- Poster
- Directed by: Krishnan–Panju
- Written by: Mahendran
- Produced by: S. Karuppusamy S. S. K. Sannasi S. S. K. Sankaralingam S. S. K. Ganesan S. S. K. Murugan
- Starring: R. Muthuraman Lakshmi Srikanth S. Varalakshmi
- Cinematography: S. Maruti Rao
- Edited by: B. Panjabi K. R. Ramalingam
- Music by: M. S. Viswanathan
- Production company: S. S. K. Films
- Release date: 2 November 1976;
- Country: India
- Language: Tamil

= Vazhvu En Pakkam =

Vazhvu En Pakkam is a 1976 Indian Tamil-language romantic drama film, directed by Krishnan–Panju and written by Mahendran. Soundtrack was composed by M. S. Viswanathan. The film stars Lakshmi, R. Muthuraman, Srikanth and S. Varalakshmi playing lead roles, with Manorama, Suruli Rajan, K. Balaji, Vennira Aadai Moorthy and M. Bhanumathi in supporting roles. It was released on 2 November 1976.

== Plot ==
A social reformist, Raju, marries a mute girl, Saraswathy. But her mother, Vijayalakshmi, doesn't accept as her daughter in law. Later with her allies she plans to get rid of her mute daughter in law. They send her to Delhi soon after her husband goes for a meeting. But fate has it, the train she travel meets with an accident and all the passengers are said to be dead. But to their dismay Saraswathy returns. At the sametime Raju returns from Delhi. The family is dumbfounded as Saraswathy is able to speak. Soon Saraswathy starts taking control of the house and its members. This forms the rest of the story on how she reforms the house members.

== Soundtrack ==
Music was composed by M. S. Viswanathan and lyrics were written by Kannadasan.

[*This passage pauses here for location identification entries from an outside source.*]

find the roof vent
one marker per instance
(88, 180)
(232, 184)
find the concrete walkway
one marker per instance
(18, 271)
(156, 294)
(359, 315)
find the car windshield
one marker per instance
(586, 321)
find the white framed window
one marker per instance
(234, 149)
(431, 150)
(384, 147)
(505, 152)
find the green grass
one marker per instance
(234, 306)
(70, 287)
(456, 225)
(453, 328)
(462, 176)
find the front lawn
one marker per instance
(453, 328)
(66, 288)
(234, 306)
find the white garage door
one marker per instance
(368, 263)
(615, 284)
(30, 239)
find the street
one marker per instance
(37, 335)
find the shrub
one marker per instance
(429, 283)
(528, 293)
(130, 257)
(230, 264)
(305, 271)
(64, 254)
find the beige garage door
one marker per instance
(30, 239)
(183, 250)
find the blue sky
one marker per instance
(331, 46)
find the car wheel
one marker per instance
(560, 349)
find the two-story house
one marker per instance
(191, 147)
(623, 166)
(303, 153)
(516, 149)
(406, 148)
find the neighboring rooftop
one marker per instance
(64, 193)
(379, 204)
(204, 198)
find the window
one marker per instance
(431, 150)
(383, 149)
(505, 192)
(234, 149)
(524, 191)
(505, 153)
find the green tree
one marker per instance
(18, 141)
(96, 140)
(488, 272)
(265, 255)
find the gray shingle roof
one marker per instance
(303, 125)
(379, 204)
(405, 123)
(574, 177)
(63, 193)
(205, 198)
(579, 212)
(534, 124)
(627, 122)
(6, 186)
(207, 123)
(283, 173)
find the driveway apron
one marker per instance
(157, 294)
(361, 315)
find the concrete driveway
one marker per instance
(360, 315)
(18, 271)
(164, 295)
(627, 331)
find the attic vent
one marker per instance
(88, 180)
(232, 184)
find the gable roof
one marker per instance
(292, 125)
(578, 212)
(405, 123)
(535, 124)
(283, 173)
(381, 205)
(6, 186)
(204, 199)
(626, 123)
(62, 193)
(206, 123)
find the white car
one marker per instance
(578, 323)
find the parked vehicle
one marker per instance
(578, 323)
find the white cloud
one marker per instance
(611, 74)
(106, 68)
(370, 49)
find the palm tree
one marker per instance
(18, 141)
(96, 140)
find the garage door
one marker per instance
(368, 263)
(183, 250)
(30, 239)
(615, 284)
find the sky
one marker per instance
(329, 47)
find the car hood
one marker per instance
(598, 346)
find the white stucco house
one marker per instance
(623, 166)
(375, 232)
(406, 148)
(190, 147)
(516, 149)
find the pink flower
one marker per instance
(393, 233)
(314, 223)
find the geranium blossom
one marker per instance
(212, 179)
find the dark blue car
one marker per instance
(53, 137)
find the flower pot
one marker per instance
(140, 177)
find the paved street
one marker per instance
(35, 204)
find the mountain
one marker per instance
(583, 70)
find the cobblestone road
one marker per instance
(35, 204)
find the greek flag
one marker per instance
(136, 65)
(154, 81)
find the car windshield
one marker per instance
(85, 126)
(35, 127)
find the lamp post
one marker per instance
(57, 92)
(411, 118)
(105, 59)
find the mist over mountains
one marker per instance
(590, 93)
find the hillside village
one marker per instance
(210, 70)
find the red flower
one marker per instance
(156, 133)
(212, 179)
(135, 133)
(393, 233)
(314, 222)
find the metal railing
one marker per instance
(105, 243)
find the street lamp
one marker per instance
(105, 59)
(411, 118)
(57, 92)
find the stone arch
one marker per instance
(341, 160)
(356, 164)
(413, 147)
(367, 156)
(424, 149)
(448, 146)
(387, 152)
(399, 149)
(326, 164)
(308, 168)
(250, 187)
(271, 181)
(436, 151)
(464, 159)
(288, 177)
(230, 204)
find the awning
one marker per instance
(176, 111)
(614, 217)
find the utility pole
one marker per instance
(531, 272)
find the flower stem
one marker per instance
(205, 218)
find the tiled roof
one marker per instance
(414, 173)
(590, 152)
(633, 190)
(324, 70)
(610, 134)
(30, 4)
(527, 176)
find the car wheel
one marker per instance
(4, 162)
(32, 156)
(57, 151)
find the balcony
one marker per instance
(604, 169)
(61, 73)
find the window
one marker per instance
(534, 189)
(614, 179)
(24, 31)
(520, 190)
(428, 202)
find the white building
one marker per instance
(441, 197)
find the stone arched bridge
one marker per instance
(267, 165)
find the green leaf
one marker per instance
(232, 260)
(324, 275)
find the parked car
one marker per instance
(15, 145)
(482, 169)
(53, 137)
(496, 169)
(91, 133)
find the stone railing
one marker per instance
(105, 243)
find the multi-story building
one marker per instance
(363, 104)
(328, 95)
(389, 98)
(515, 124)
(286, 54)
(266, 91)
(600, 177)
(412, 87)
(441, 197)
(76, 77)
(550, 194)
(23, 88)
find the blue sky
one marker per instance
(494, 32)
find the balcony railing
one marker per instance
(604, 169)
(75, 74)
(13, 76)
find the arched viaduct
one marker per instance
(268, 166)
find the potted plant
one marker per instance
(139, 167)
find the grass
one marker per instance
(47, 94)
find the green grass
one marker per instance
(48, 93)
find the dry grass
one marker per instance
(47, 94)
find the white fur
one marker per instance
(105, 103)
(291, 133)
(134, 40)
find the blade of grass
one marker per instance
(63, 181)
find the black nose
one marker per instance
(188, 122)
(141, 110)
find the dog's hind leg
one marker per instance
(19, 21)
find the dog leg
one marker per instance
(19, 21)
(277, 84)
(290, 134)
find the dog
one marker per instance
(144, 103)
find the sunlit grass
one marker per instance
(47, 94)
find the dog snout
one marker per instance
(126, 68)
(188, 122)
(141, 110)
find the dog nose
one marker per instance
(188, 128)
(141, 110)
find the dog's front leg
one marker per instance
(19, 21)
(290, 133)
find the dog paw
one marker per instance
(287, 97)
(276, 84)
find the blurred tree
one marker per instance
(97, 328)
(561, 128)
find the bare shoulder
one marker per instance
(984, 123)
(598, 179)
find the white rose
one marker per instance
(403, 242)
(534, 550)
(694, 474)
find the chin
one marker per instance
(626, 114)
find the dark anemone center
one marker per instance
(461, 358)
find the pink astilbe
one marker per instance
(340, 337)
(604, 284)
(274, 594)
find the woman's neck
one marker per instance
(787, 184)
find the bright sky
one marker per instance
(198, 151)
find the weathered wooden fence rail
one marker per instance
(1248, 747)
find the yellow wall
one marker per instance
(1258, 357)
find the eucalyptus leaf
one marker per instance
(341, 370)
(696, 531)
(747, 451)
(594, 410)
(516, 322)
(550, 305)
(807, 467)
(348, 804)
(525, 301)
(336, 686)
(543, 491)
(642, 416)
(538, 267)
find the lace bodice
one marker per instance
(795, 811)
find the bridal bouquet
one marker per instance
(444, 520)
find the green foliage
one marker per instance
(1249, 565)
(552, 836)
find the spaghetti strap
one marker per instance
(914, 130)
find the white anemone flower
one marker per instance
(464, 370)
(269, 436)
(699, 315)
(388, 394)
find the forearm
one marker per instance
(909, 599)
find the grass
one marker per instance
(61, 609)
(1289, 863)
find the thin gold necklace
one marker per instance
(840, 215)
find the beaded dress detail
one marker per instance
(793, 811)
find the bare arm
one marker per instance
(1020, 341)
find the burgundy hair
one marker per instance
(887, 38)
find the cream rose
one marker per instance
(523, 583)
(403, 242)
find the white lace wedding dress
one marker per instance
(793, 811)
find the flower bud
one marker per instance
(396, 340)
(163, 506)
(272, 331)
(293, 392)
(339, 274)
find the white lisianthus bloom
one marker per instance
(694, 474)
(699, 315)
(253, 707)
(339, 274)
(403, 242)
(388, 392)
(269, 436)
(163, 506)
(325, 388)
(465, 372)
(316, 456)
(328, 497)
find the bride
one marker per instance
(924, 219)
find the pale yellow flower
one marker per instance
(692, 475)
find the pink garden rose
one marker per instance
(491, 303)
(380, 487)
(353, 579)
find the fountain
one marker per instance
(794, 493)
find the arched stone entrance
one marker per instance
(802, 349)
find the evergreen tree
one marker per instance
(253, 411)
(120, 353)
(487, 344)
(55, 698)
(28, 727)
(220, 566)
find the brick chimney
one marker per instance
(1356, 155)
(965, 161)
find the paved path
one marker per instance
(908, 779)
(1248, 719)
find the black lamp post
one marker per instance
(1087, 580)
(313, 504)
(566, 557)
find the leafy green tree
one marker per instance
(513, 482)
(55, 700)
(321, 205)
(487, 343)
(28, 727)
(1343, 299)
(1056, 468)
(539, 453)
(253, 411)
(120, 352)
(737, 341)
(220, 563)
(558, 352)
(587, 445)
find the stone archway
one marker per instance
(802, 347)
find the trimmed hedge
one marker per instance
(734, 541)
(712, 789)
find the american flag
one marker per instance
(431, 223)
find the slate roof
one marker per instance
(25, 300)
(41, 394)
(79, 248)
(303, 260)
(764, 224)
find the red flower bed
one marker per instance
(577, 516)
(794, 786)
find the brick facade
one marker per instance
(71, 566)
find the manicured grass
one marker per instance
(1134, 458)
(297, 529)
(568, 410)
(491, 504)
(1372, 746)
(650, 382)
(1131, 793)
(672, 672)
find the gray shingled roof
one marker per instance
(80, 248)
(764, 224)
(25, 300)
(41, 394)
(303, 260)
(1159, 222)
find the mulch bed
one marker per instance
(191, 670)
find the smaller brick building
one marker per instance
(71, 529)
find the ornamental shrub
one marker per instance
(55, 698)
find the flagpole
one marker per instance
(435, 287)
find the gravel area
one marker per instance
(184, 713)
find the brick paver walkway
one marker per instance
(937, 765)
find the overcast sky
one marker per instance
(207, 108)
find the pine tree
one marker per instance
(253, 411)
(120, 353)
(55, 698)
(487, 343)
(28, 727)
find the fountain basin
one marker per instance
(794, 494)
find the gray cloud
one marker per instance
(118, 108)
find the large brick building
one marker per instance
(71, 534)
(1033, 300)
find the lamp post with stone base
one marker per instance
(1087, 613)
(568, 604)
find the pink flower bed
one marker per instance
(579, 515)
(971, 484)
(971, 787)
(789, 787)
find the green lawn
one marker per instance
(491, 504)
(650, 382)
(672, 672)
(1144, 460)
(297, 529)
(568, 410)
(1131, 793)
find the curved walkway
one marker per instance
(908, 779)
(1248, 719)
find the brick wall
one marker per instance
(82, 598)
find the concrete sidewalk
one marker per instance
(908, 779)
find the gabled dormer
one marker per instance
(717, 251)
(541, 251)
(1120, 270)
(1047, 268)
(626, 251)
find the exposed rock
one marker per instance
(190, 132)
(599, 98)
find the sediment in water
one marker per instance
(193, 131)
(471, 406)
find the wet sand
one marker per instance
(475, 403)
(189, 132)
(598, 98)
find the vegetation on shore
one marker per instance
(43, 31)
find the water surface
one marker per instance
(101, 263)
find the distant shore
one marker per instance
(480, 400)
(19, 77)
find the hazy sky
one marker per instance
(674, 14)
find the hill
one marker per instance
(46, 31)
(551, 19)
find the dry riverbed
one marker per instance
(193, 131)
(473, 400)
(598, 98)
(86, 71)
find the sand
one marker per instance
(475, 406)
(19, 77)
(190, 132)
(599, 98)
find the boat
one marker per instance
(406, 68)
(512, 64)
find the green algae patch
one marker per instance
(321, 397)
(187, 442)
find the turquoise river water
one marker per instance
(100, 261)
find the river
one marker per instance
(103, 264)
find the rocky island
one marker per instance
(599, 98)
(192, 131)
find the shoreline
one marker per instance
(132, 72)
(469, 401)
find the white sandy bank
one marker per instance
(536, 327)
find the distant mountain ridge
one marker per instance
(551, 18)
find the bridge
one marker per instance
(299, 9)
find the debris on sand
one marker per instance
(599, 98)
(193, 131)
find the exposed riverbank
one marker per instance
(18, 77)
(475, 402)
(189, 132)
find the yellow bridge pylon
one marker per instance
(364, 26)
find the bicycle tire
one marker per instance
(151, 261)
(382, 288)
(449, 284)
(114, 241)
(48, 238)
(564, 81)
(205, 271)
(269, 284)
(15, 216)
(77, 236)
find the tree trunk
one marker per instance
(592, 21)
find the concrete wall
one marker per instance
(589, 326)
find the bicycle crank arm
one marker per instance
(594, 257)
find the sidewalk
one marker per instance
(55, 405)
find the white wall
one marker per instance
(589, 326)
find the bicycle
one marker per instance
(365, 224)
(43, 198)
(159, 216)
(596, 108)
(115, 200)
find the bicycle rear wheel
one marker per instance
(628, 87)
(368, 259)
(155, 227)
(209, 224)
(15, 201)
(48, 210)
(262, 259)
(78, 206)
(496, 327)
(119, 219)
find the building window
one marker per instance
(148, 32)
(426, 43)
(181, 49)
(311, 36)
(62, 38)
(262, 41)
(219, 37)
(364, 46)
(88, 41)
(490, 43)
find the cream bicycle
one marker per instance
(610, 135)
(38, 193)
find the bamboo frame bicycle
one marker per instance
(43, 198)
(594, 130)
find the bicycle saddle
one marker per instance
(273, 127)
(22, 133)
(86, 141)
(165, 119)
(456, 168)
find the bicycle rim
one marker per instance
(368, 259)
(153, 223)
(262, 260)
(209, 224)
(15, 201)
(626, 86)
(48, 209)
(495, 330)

| Song | Singer | Length |
|---|---|---|
| "Veenai Pesum" | K. J. Yesudas & B. S. Sasirekha | 4:26 |
| "Thirupathi Malaiyil" | M. S. Viswanathan | 4:13 |
| "Theerthathil Vizhutha Vandu" | L. R. Eswari & Saibaba | 4:19 |
| "Theerthathil Vizhutha Vandu" | P. Susheela | 4:12 |

== Reception ==
Kanthan of Kalki praised Lakshmi's dual role performance but criticised the comedy and story.